Outreach Exchange
For most of us when we think of a needle exchange we picture either a pharmacy exchange where someone is given pins and very little else (including information in a lot of cases) or a static site exchange where someone is given a fuller intervention in a nice warm building.
But for services that run street outreach there are other options. This article is about an exchange we did with a heroin injector and the advantages it had both to the user and to the service.
So a bit of outline on the service I currently work in: equipment wise we have a history of very limited equipment in our city, this is mainly due to poor funding and little understanding of the advantages of needle exchange as a gateway to services from the Drug Action Team. A result of this and of the poor facilities we have means that most non steroid users just access pharmacy exchanges. But recently we took advantage of an underspend to order in a wealth of equipment.
We have been running night-time outreach for around 5 months, and it’s mainly been just a chat and a coffee for rough sleepers. This week though we came across one of my previous clients and during the chat he mentioned that he had dropped out of prescribing a couple of weeks ago and was talking about it in a very ‘ohh well its done’ way, even when I explained that it should be no problem to get him re-scripted.

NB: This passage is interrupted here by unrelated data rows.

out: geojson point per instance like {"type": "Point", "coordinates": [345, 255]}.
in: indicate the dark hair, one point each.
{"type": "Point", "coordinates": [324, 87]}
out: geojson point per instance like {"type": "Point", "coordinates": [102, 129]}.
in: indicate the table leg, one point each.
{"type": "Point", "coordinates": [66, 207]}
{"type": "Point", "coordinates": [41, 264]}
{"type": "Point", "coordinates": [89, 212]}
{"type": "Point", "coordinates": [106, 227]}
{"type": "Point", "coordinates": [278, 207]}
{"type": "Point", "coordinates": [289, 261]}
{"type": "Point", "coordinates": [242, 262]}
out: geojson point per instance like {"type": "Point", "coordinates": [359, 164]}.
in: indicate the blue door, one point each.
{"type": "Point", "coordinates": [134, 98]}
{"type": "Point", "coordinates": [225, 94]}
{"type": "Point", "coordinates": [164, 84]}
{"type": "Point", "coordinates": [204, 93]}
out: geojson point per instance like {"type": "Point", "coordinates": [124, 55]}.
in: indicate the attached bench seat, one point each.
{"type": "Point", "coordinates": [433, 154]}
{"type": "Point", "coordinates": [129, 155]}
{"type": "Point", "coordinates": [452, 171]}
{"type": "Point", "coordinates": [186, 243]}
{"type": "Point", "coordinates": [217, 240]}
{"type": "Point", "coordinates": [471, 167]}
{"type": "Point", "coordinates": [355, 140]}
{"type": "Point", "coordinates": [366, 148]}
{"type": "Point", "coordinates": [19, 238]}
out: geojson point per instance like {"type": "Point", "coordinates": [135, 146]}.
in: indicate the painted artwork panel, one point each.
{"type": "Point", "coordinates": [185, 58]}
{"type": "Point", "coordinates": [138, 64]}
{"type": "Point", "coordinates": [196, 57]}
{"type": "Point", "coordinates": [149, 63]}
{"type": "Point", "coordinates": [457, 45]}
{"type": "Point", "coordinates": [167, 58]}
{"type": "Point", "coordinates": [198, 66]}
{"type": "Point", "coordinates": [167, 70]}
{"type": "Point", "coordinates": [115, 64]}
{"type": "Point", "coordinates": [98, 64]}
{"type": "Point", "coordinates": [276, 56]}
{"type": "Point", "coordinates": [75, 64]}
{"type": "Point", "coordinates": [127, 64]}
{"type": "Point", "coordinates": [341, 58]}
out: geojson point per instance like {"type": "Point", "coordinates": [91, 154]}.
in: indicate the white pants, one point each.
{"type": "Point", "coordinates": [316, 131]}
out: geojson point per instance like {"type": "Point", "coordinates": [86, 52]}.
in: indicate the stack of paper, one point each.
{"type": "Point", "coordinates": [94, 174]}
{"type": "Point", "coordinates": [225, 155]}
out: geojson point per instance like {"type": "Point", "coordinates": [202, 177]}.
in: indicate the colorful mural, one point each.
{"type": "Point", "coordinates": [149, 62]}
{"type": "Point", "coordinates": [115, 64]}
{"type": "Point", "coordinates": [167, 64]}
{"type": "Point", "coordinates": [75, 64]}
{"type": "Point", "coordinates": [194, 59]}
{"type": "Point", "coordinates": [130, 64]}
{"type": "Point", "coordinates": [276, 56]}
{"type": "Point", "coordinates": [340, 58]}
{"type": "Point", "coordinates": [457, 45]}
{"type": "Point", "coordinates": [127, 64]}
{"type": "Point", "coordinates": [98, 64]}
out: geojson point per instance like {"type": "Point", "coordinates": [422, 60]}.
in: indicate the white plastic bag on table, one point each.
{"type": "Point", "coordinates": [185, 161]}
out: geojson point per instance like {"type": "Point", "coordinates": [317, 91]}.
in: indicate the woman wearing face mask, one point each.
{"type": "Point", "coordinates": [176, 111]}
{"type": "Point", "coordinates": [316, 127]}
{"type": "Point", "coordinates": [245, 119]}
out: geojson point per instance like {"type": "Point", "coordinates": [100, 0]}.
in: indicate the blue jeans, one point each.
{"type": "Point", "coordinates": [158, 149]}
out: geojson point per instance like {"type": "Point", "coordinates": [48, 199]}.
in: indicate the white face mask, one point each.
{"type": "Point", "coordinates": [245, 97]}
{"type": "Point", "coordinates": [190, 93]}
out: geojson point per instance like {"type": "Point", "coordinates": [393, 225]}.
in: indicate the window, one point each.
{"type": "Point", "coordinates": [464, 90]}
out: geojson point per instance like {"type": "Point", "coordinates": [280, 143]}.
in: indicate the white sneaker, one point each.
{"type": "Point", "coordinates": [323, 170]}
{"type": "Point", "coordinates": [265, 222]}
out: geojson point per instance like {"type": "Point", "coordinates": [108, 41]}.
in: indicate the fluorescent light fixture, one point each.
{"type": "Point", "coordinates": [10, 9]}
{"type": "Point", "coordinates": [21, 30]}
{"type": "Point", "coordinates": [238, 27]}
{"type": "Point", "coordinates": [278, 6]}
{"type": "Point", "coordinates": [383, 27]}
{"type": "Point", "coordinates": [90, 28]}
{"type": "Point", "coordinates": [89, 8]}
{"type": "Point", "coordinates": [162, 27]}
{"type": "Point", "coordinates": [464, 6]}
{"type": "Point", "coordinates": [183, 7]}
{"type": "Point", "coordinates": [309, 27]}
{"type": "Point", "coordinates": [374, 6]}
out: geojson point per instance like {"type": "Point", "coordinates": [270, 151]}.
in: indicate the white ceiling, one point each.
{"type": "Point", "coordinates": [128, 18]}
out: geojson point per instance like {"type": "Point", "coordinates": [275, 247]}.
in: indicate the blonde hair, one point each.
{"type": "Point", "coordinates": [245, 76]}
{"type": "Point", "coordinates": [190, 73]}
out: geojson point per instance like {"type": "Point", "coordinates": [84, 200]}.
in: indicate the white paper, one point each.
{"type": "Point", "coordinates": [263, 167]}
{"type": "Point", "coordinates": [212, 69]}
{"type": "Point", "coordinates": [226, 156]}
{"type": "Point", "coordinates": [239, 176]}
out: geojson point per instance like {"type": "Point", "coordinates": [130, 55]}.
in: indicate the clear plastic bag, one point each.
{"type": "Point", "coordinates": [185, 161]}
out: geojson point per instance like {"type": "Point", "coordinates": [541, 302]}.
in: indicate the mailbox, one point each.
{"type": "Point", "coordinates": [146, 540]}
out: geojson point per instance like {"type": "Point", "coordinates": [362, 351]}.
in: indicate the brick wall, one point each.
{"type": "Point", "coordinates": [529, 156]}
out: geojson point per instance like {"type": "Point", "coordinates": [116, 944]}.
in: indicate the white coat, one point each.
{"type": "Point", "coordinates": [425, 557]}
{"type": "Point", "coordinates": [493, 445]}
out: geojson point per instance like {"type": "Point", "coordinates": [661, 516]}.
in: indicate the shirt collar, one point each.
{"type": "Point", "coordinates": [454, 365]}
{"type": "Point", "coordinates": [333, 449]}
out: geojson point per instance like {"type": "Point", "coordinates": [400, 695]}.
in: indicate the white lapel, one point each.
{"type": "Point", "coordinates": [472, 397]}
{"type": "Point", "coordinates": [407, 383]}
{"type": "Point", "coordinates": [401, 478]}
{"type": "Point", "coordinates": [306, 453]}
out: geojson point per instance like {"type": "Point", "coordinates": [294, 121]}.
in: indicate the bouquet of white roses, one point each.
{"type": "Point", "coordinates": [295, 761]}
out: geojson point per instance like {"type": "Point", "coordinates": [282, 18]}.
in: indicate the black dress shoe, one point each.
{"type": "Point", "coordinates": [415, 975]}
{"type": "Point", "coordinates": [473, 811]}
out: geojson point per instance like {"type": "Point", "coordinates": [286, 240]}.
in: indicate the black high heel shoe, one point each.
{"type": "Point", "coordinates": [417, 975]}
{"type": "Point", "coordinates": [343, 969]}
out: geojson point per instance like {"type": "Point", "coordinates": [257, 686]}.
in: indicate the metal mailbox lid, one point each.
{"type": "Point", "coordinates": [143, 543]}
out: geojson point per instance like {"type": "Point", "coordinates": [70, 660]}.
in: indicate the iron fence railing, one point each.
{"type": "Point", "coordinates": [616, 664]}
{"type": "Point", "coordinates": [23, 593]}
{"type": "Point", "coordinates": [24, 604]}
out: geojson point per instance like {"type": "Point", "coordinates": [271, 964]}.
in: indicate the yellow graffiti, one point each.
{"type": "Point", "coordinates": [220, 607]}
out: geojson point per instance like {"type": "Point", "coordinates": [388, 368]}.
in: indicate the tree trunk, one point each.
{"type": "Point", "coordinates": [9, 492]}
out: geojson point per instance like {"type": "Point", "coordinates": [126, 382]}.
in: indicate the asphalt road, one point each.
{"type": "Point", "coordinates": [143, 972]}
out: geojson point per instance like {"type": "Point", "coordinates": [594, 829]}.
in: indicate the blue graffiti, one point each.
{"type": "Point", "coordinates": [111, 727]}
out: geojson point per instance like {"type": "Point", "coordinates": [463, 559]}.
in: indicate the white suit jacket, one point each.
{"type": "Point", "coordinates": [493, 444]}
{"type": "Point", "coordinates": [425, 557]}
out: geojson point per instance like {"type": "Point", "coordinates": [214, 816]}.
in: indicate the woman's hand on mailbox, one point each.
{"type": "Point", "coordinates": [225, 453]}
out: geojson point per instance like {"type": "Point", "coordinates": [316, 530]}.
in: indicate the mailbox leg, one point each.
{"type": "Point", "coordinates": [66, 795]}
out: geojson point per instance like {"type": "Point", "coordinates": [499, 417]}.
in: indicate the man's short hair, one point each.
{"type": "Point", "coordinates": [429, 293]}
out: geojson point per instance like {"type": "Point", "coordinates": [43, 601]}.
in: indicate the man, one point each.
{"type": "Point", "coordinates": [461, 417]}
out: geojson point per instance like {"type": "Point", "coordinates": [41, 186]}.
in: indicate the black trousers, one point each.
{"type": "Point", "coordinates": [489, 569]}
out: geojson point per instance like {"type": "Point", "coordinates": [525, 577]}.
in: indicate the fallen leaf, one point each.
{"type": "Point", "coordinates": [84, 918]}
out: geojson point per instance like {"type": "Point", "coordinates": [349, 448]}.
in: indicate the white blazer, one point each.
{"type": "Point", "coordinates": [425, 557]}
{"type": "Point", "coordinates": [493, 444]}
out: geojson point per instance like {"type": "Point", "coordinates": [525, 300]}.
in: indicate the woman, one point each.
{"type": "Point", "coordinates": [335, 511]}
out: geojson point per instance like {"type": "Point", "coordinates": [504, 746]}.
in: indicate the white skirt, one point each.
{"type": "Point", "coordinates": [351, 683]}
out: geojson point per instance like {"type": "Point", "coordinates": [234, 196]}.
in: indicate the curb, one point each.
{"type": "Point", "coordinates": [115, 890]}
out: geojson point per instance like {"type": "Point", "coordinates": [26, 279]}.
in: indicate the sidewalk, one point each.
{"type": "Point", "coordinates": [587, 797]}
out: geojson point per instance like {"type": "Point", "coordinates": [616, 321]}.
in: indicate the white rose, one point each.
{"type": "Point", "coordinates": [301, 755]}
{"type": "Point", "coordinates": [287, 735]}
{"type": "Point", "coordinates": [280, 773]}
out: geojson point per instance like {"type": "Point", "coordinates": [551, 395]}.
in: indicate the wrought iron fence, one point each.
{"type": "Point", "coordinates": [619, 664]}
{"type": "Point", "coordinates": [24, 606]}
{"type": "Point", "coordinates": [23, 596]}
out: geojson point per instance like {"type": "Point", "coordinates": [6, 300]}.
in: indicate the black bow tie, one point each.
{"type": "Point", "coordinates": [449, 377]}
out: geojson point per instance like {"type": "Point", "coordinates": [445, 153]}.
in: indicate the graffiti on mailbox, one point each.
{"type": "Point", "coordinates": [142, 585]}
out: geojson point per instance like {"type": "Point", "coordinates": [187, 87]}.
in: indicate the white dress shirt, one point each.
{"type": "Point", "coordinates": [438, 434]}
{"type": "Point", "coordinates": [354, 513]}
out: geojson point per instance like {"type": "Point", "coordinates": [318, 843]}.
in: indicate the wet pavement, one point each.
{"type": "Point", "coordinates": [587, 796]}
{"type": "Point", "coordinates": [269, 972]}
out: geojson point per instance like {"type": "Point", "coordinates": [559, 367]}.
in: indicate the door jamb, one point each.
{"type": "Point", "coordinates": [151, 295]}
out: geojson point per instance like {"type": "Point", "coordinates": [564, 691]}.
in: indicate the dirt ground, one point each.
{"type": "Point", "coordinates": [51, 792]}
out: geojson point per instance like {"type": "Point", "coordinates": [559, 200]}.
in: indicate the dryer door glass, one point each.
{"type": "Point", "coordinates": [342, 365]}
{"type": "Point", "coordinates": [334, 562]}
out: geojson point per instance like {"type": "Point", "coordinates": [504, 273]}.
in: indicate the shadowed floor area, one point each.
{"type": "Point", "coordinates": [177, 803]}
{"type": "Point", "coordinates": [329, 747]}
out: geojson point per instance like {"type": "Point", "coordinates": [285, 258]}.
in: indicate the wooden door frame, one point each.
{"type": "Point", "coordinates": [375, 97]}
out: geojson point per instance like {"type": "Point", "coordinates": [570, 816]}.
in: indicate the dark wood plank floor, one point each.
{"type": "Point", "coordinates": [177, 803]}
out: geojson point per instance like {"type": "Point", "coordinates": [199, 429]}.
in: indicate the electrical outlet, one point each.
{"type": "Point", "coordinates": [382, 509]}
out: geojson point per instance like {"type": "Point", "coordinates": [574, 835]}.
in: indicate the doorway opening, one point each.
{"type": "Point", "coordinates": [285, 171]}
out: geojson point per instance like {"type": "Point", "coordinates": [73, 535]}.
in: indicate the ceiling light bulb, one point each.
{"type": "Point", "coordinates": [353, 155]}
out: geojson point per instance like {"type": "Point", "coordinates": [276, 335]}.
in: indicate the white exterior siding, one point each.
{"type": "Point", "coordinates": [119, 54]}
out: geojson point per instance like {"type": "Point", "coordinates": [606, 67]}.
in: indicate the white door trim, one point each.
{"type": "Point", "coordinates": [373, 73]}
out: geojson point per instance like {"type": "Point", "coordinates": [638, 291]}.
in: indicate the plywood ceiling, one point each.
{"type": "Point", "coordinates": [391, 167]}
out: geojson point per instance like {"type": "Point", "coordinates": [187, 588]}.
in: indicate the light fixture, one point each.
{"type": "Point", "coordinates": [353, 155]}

I asked him how much heroin he was using and he said £30 - £40 a day injected. Because he is rough sleeping he had very little access to hand washing facilities, so I offered him some hand cleaning gels and explained that there was enough gel to wash his hands and most of an arm ready for injection. We also gave him 10 amps of 2ml water and a water snapper (plus explained how to use them).
I explained to him that we also had “Nevershare” pins and sterile cookers back at the office but that we only had standard 1mls with us; he took 10 of these and a bin as well.
We arranged that he would come back into the service to see me the next day that I was in work to let me know how he found the equipment (remember that most of this equipment is not available in our city).
Next Session
He did come into the service again to get more equipment including 3 different colours of Nevershare pins because he uses with two friends.· He also asked for different colour snappers so he wouldn’t mix these either.
I asked how he had found the equipment and he said it was fantastic, he said his friends loved it as well and that they would be coming in to collect some themselves, including one of them who had been telling us on outreach he was just drinking.
I asked if he wanted me to look into prescribing, which he did. I also agreed to organise hep testing and vaccination for the same time as his prescribing appointment.
Advantages
The obvious advantages to the user are we have reduced his virus risks, got him back into treatment and re-engaged him with the service. As a result his risk profile for overdose is also reduced.
The advantages to the service are that we re-engaged a hard to reach (homeless) client, but more than this we have more evidence now for the usefulness of our outreach work and of the engagement advantages you get from a well stocked exchange. Hopefully this can in some way be used to help convince funders that we need to stock more than just pins, swabs and citric.